Sutan Takdir Alisjahbana dilahirkan di Natal, pada tanggal 11 Februari 1908. ibunya bernama Puti Samiah, seorang wanita Natal, ia masih mempunyai hubungan keluarga dengan Sutan Sjahrir sebagai saudara sepupu karena mereka sama-sama keturunan Sutan Kabidun, putra Tuanku Besar Si Intan (Sintan).

tidak banyak yang dapat diceritakan oleh Tadir tentang kota kelahirannya, karena sejak berusia empat tahun ia sudah diajak merantau. Sebagai seorang guru, ayahnya, Sutan Arbi pernah ditempatkan di Cunangka, lalu dipindahkan ke Curup, Kerkap, dan Ipuh, kota-kota kecil yang terletak dekat Muko-muko. sekarang kota-kota ini masuk dalam wilayah Propinsi Bengkulu. Ia hanya ingat cerita ibunya ketika ia masih kecil, bahwa di Natal banyak ditemukan emas yang didulang oleh penduduk. menurut ibu, jika menjemur emas laksana menjemur padi. ada sebongkah emas yang kemudian di jadikan kalung oleh ibu.

Rumah mereka di Natal terletak di tepi sungai Batang Natal yang secara alami telah dihanyutkan banjir beberapa tahun lalu. lantai bangunannya berbentuk panggung tradisional dengan tiang-tiangnya yang tinggi. diantara lantai bangunan dan tanah terdapat ruang kosong. dihalamannya, terdapat pohon-pohon bambu yang rindang. jika ibu mencuci di tepian sungai, Takdir kecil sering bermain-main di dekatnya, dibawah naungan pohon bambu.

sejak meninggalkan Natal, Takdir belum pernah menginjakkan kakinya lagi di tanah kelahirannya, ketika mengikuti sebuah kongres di Medan, beberapa tahun yang lalu, ia pernah berniat mengunjungi Natal. Taksi sudah di sewa, ia pun sudah menuju Natal dan telah berjalan cukup jauh. sampai di jalan buruk yang sulit dilalui, taksi yang ditumpanginya rusak. rencana kunjungan ke Natal menjadi batal karenanya.

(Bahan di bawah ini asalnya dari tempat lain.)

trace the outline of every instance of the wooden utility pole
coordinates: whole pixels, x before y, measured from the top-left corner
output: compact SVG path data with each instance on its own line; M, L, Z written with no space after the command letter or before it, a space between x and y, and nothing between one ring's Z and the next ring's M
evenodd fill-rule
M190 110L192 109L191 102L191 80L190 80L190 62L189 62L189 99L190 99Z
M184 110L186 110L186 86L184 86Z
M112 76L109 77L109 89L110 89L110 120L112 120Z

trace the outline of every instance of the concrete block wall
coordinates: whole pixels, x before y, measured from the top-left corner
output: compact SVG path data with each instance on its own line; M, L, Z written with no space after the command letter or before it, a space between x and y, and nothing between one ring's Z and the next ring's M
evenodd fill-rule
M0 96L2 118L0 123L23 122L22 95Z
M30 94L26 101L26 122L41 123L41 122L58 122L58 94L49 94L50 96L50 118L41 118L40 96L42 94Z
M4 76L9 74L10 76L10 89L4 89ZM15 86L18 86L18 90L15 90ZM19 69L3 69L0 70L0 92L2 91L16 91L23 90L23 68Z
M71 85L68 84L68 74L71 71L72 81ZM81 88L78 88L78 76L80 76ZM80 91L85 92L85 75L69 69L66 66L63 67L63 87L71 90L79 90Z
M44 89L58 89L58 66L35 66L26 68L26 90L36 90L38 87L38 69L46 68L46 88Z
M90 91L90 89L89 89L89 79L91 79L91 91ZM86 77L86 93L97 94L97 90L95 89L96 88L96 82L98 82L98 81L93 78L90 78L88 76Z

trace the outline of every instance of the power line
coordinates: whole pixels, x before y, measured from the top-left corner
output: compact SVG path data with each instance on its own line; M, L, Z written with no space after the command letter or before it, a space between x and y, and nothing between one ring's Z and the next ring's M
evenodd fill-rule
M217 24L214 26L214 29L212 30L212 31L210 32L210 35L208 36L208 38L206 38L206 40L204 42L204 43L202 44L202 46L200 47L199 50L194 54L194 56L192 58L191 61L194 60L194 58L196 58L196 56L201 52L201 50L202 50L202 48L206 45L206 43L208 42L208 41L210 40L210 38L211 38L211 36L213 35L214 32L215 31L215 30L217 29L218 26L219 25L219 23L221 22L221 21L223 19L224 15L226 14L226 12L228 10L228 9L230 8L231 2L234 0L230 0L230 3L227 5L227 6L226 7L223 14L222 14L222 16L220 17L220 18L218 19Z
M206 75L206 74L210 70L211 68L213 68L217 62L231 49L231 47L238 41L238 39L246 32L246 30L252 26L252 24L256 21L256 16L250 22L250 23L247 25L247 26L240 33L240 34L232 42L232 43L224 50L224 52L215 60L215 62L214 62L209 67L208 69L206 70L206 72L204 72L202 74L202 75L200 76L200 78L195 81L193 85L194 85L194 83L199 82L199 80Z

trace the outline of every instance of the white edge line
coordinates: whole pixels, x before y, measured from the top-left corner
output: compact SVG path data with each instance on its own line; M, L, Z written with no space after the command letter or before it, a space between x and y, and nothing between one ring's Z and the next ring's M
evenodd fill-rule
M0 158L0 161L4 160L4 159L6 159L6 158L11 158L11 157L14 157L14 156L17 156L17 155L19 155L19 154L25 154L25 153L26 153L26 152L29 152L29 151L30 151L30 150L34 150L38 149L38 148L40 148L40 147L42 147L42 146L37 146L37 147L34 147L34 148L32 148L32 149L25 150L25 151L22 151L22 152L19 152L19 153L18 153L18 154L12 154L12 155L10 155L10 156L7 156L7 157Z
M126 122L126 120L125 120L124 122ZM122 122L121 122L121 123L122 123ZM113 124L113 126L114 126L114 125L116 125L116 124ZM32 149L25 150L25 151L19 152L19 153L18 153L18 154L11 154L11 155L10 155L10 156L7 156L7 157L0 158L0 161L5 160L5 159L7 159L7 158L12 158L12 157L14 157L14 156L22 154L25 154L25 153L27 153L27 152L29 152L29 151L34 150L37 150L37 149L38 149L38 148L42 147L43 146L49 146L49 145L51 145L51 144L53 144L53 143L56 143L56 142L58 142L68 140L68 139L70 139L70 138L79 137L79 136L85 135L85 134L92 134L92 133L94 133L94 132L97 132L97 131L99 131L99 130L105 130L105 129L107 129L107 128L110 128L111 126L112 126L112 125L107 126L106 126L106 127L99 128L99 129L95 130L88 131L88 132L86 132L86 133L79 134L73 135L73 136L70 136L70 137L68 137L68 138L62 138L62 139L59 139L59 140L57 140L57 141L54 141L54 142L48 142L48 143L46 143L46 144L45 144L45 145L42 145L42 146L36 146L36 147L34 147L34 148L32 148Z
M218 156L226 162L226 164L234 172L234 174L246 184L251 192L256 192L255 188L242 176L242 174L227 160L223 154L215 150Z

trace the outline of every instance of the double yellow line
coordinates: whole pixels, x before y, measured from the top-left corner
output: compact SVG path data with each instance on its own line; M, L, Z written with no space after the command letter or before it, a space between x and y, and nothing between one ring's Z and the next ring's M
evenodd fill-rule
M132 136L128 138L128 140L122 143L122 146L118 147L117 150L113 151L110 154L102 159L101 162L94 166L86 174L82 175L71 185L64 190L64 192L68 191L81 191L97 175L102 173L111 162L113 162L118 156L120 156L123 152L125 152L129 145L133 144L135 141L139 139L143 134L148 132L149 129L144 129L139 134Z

hubungan Takdir dengan ibunya sangat dekat dan hangat. Ketika mereka berpisah, usianya masih muda karena ia harus belajar di tempat yang jauh. mula-mula ia bersekolah di Bengkulu, kemudian Lahat, di Muara Enim dan teakhir di Bandung. di Bandung, ia masuk sekolah guru dan berhasil menamatkan sekolahnya pada tahun 1928. setelah itu ia diangkat menjadi guru dan ditempatkan di Palembang. pada waktu Surat Keputusan pengangkatannya keluar, ia meminjam gajinya selama 3 bulan pertama untuk membeli pakaian dan sepeda. hanya sebagian yang terpakai dan sisanya dikirimkan kepada ibunya di Bengkulu. betapa hancur hatinya, ketika seorang sepupu dari Bengkulu datang mengabarkan, bahwa ibunya telah meninggal dunia. uang yang dikirimkannya digunakan untuk biaya pemakaman. Ia benar-benar terpukul dan menangisi kepergian ibu sampai akhirnya ia terkena penyakit jantung. cuti sakit selama 3 bulan di berikan oleh sekolah tempatnya mengajar karena ia harus berobat ke Bandung. setelah 3 minggu dirawat di rumah sakit kesehatannya mulai membaik. kesempatan ini dipergunakan oleh Takdir untuk menyelesaikan roman yang sudah lama digarapnya, berjudul Tak Putus Dirundung Malang. naskah tersebut kemudian diterbitkan oleh Balai Pustaka.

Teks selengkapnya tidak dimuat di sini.